Writing DataFrame as parquet creates empty files

Question

I am trying to do some performance optimization for Spark job using bucketing technique. I am reading .parquet and .csv files and do some transformations. After I am doing bucketing and join two DataFrames. Then I am writing joined DF to parquet but I have an empty file of ~500B instead of 500Mb.

Cloudera (cdh5.15.1)
Spark 2.3.0

Blob

val readParquet = spark.read.parquet(inputP)
readParquet
    .write
    .format("parquet")
    .bucketBy(23, "column")
    .sortBy("column")
    .mode(SaveMode.Overwrite)
    .saveAsTable("bucketedTable1")

val firstTableDF = spark.table("bucketedTable1")

val readCSV = spark.read.csv(inputCSV)
readCSV
    .filter(..)
    .ordrerBy(someColumn)

    .write
    .format("parquet")
    .bucketBy(23, "column")
    .sortBy("column")
    .mode(SaveMode.Overwrite)
    .saveAsTable("bucketedTable2")

val secondTableDF = spark.table("bucketedTable2")
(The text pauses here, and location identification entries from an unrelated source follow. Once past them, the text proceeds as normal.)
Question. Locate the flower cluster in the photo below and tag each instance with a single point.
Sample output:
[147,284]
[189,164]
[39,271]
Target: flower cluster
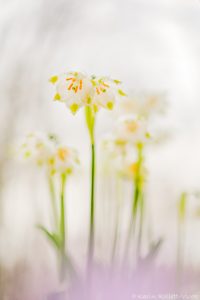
[129,133]
[143,104]
[44,150]
[78,90]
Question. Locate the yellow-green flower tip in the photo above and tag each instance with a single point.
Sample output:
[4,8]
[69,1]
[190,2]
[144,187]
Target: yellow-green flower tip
[117,81]
[110,105]
[57,97]
[74,107]
[95,108]
[53,79]
[121,93]
[27,154]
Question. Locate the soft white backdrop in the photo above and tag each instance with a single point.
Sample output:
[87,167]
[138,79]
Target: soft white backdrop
[150,45]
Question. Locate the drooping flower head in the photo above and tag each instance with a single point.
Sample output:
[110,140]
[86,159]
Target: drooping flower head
[45,151]
[145,105]
[132,129]
[64,161]
[78,90]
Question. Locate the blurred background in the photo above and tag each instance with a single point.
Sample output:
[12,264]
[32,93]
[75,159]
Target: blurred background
[150,45]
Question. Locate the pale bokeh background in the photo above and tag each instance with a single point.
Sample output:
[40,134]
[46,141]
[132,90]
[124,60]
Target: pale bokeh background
[150,45]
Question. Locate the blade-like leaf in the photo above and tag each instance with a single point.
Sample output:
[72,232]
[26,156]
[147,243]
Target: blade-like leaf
[52,236]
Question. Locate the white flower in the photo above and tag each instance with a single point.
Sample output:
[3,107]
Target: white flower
[64,161]
[46,152]
[121,156]
[36,147]
[77,90]
[105,92]
[143,104]
[132,129]
[72,88]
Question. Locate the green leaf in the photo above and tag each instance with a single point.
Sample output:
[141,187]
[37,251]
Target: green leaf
[52,236]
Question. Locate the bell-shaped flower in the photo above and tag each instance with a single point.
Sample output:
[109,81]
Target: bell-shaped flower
[64,161]
[78,90]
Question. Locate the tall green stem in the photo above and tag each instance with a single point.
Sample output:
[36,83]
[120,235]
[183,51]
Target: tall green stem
[181,235]
[62,225]
[137,183]
[92,204]
[116,231]
[53,201]
[90,121]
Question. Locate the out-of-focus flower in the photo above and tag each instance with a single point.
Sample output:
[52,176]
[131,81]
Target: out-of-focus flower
[44,151]
[63,161]
[143,104]
[78,90]
[132,129]
[36,147]
[122,156]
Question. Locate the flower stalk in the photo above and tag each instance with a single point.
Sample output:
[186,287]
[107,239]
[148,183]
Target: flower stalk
[63,253]
[90,121]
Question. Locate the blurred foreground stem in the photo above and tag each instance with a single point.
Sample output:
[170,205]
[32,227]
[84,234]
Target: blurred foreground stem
[90,121]
[62,227]
[181,235]
[53,201]
[137,199]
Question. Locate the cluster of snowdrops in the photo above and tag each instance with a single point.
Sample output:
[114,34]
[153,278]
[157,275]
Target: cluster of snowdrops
[124,145]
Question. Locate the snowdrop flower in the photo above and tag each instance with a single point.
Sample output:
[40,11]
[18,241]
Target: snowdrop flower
[36,147]
[63,161]
[132,129]
[44,151]
[78,90]
[105,92]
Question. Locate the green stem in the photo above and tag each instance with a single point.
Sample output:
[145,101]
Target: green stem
[90,121]
[92,205]
[140,200]
[136,198]
[62,226]
[53,201]
[115,241]
[181,236]
[140,233]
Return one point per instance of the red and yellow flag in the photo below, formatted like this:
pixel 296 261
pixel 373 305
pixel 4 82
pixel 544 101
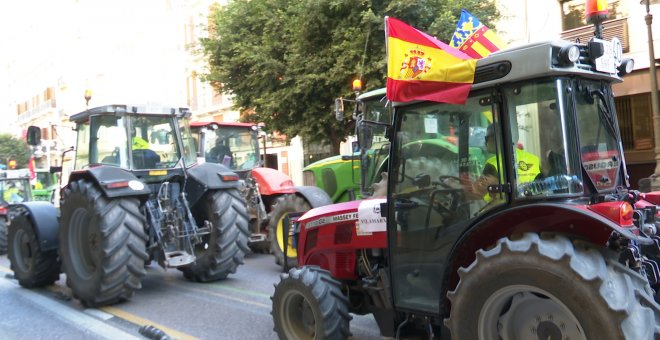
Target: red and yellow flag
pixel 421 67
pixel 474 38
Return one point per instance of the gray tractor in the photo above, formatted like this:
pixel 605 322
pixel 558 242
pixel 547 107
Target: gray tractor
pixel 135 194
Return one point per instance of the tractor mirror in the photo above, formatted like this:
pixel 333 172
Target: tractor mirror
pixel 339 109
pixel 33 136
pixel 365 136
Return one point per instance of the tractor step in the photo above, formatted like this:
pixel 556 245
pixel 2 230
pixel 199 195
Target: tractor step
pixel 178 258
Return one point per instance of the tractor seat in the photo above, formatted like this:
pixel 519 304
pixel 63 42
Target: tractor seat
pixel 145 159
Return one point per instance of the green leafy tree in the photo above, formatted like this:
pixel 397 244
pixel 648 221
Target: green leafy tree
pixel 285 61
pixel 14 148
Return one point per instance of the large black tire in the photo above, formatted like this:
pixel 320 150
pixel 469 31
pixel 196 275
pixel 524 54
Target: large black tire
pixel 551 288
pixel 3 236
pixel 32 267
pixel 223 250
pixel 309 304
pixel 102 244
pixel 283 205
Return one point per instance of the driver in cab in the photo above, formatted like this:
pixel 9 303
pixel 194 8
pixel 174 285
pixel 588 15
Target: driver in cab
pixel 527 168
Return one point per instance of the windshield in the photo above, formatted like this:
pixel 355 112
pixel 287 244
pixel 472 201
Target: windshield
pixel 601 158
pixel 236 147
pixel 15 191
pixel 544 160
pixel 150 141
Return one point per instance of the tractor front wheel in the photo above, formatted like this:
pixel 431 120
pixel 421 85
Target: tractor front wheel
pixel 102 244
pixel 3 236
pixel 283 205
pixel 223 250
pixel 309 304
pixel 550 288
pixel 32 267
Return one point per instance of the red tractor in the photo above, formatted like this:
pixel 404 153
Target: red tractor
pixel 270 194
pixel 547 242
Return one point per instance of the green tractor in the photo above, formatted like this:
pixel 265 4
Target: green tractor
pixel 340 175
pixel 136 194
pixel 45 187
pixel 14 189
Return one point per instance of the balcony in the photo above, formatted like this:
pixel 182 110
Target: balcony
pixel 611 28
pixel 36 112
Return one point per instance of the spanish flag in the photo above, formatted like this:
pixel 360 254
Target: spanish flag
pixel 473 38
pixel 421 67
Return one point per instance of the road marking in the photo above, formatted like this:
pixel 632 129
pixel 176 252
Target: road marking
pixel 6 270
pixel 142 321
pixel 72 316
pixel 108 312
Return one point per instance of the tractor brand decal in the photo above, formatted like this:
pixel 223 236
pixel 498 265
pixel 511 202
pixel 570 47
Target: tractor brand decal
pixel 601 165
pixel 331 219
pixel 369 216
pixel 136 185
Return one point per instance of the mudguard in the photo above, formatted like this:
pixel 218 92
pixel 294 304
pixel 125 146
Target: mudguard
pixel 44 218
pixel 272 182
pixel 107 175
pixel 209 176
pixel 316 197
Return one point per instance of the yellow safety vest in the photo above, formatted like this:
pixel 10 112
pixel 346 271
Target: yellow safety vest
pixel 528 166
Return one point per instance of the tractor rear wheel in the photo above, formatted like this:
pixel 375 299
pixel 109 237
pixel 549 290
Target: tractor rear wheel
pixel 3 236
pixel 102 244
pixel 223 250
pixel 32 267
pixel 309 304
pixel 283 205
pixel 550 288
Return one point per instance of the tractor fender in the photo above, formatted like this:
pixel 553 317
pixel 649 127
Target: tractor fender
pixel 567 219
pixel 316 197
pixel 44 218
pixel 272 182
pixel 105 176
pixel 209 176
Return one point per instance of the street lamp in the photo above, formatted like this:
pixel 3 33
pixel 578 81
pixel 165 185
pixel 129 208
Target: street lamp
pixel 655 181
pixel 88 96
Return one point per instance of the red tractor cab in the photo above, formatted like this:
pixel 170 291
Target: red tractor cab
pixel 526 229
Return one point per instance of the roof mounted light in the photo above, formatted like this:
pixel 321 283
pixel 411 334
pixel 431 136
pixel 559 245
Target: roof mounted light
pixel 569 54
pixel 626 67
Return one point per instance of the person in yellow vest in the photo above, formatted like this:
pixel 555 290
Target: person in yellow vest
pixel 527 168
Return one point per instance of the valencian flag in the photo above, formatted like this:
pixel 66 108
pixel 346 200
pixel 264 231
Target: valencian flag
pixel 421 67
pixel 473 38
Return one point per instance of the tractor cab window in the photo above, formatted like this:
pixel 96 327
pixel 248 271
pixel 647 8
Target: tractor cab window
pixel 236 147
pixel 101 140
pixel 440 152
pixel 600 154
pixel 542 139
pixel 153 142
pixel 374 144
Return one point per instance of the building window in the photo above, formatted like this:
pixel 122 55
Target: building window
pixel 634 114
pixel 573 13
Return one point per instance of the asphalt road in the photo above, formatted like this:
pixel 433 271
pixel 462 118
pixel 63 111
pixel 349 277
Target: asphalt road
pixel 236 308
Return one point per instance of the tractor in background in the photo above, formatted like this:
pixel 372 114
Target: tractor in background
pixel 46 185
pixel 135 195
pixel 14 188
pixel 269 194
pixel 454 251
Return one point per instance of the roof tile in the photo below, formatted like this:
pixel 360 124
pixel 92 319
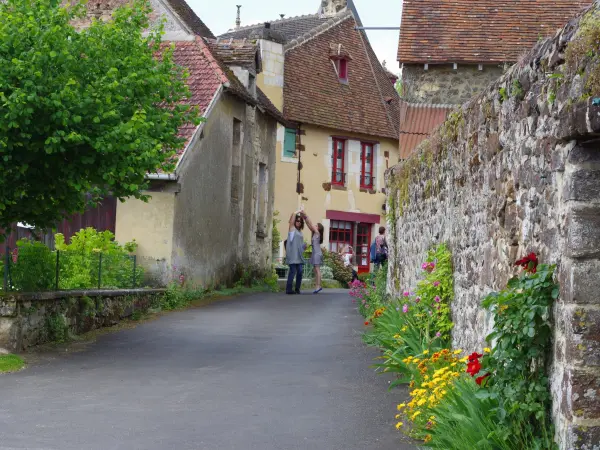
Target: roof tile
pixel 478 31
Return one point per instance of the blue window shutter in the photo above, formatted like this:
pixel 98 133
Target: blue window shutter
pixel 289 143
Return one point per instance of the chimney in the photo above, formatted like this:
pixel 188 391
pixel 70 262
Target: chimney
pixel 238 19
pixel 330 8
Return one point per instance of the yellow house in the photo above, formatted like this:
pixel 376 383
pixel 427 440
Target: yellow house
pixel 322 72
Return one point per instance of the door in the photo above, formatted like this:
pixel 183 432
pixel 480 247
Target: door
pixel 363 242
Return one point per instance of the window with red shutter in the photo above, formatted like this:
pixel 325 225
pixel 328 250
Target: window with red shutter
pixel 366 171
pixel 338 175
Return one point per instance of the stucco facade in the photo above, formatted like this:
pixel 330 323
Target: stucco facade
pixel 217 216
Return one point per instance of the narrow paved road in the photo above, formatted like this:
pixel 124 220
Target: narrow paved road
pixel 259 372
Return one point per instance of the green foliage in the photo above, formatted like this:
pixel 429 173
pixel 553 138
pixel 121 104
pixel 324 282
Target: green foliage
pixel 91 254
pixel 84 113
pixel 503 95
pixel 57 328
pixel 341 272
pixel 439 284
pixel 582 54
pixel 11 363
pixel 35 267
pixel 519 362
pixel 517 90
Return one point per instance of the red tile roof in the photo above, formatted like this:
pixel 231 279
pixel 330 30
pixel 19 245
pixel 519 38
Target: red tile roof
pixel 417 122
pixel 313 93
pixel 478 31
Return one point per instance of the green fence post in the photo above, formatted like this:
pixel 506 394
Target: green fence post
pixel 100 271
pixel 6 262
pixel 134 268
pixel 57 269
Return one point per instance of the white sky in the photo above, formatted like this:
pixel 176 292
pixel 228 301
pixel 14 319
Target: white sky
pixel 219 16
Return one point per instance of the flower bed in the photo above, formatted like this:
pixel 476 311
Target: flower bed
pixel 497 398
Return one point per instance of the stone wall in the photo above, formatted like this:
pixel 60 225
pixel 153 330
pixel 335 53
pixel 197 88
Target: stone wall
pixel 440 84
pixel 515 170
pixel 27 320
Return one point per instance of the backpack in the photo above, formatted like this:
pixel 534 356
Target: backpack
pixel 373 249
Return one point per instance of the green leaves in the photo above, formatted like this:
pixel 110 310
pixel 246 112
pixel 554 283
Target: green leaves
pixel 93 108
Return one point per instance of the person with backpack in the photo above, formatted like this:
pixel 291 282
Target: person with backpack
pixel 381 249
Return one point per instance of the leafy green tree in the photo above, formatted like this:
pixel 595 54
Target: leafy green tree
pixel 83 113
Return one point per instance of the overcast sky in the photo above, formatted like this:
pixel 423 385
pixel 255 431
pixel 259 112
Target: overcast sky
pixel 219 16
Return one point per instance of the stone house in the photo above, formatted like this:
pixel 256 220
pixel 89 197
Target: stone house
pixel 323 73
pixel 450 51
pixel 214 213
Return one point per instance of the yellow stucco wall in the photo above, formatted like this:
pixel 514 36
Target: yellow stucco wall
pixel 151 225
pixel 316 160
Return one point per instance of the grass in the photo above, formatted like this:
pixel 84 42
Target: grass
pixel 11 363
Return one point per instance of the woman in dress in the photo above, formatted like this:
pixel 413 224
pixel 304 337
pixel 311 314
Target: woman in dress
pixel 316 258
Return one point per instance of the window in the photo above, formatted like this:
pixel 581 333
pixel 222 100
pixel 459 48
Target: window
pixel 340 235
pixel 236 159
pixel 342 66
pixel 338 176
pixel 366 169
pixel 289 143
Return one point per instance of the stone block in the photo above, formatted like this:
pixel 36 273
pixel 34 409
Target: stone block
pixel 584 155
pixel 583 232
pixel 583 437
pixel 583 185
pixel 583 337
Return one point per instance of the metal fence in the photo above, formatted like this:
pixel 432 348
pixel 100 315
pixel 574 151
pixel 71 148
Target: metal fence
pixel 37 268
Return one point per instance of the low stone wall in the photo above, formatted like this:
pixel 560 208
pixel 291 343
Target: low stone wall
pixel 27 320
pixel 516 170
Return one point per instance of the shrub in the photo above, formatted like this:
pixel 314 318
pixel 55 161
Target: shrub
pixel 341 273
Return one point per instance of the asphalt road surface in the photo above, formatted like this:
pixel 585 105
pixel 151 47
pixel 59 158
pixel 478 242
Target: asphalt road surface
pixel 257 372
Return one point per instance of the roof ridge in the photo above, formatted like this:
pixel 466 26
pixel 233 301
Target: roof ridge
pixel 368 56
pixel 316 31
pixel 221 76
pixel 278 21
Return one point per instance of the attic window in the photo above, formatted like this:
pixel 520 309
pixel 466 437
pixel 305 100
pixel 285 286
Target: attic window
pixel 342 69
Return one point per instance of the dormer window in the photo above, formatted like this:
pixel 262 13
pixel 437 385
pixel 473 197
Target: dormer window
pixel 340 58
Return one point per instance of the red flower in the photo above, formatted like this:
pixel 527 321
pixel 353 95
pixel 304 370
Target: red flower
pixel 479 380
pixel 528 263
pixel 474 366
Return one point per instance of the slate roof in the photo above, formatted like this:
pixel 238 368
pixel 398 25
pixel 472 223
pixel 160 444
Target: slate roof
pixel 478 31
pixel 290 28
pixel 417 122
pixel 235 52
pixel 367 104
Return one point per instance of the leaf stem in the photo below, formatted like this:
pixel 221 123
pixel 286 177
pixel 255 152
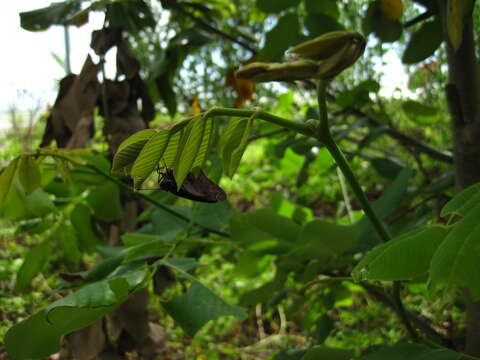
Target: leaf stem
pixel 323 134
val resultDF = secondTableDF
    .join(firstTableDF, Seq("column"), "fullouter")
    .
    .
resultDF
    .coalesce(1)
    .write
    .mode(SaveMode.Overwrite)
    .parquet(output)

When I launch Spark job in command line using ssh I have correct result, ~500Mb parquet file which I can see using Hive. If I run the same job using oozie workflow I have an empty file (~500 Bytes). When I do .show() on my resultDF I can see the data but I have empty parquet file.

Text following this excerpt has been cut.